I'm going to try to finish him, but I may walk away for a bit. I have a strong desire to paint some abstracts right now. I have one in progress, and another one on my mind. I've also been playing with the theme of angels. I plan on playing tomorrow by combining the two and seeing where it leads.

I recently was able to watch the whole documentary Who Does She Think She Is? I found it to be both inspiring and depressing at the same time. If you're a woman artist, I think it's worth the watch. I've been thinking a lot about it over the past few days, and I realized that the disconnect with my abstract side needs to be remedied. I've been starting to do so already, but I'm going to make a bigger effort to allow that to happen.

My best selling print, even to this day, is an abstract/surreal work that I painted many years ago:

"Tempest", 16x20, Oil
There is a reason for that, and I'm realizing where the connection is for me personally. It's not about selling, it's about feeling complete. My abstracts seem to be more steeped in emotion, and I miss painting that way. However, I also enjoy painting the ones I do now, like my Alice in Wonderland Series that I'm in the middle of, and others like the snow queens and fun holiday themed paintings.
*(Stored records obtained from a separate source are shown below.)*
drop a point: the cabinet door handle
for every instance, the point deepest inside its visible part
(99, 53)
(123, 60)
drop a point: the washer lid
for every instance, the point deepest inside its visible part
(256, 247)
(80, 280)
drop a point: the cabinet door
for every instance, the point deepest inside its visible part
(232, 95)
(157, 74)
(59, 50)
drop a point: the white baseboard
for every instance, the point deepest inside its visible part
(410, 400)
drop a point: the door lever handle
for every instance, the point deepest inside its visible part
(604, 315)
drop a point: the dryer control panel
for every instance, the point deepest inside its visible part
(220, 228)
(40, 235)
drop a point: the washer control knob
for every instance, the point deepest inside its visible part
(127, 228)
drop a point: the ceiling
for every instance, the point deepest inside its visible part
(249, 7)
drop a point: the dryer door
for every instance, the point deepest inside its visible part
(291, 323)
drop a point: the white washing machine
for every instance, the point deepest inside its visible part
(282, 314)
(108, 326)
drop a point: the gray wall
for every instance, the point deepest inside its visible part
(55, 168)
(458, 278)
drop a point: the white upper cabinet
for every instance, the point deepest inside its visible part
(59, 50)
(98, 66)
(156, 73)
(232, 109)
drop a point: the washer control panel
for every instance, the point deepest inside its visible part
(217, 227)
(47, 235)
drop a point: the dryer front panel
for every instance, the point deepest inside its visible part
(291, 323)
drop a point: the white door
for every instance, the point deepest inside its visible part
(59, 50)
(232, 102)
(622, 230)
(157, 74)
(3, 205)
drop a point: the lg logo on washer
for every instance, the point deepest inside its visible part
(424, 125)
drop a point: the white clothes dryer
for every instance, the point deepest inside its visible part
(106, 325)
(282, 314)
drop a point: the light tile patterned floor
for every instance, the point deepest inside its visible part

Just like with the watercolors and learning to embrace the light within them as well as applying my heavy hand with contrasting color, I realize that I crave the balance between my emotional abstracts with my story telling and playful paintings.

Balance.

I am both, and I'm going to allow for that to flourish! That is my gift this year to myself. I thought it was taking time off to just play in the studio, but really that was just my stocking stuffer. My real gift is allowing myself the room to learn how to embrace all of me as an artist, and it will likely be a lifelong endeavor!

On a side note, when my facebook art page is up to 300 likes, I'm going to give away a free 5x7 panel painting (or a watercolor if the winner so chooses). So stop by and say hello!

Wednesday, September 19, 2012

In Order to See You Better!

Today, I get to go pick out my first pair of glasses. Granted, they're only for when I paint, but it's a big change for me!

I started noticing I was having some trouble with close up work a bit ago, but I muddled through it. Then, one day I couldn't. I simply couldn't work as close as I needed to and be able to see what I was working on at the same time. Oh, the horror!

So, yesterday I went and got my eyes checked out. While I'm mostly fine, for that up close work I need a little something, and apparently I'm just now developing slight astigmatisms in both eyes. Which makes it sound like my eyeballs are going to fall out of my head, couldn't they have come up with a better name than that? If it's just about shape, why do they have to make it sound like a deadly disease?

Anyway, I'm off to go try on frames and see if I can pull off the librarian look! I don't know how long it takes to have glasses made, so I'm not sure if I'll actually receive them today or not, but here's hoping!

I'm getting closer to finishing my white rabbit painting:



I keep looking at his eye though, and I think I need to drop his lid a bit. I know the white rabbit was generally an excitable fellow, but the paranoid look is a little disconcerting after a while!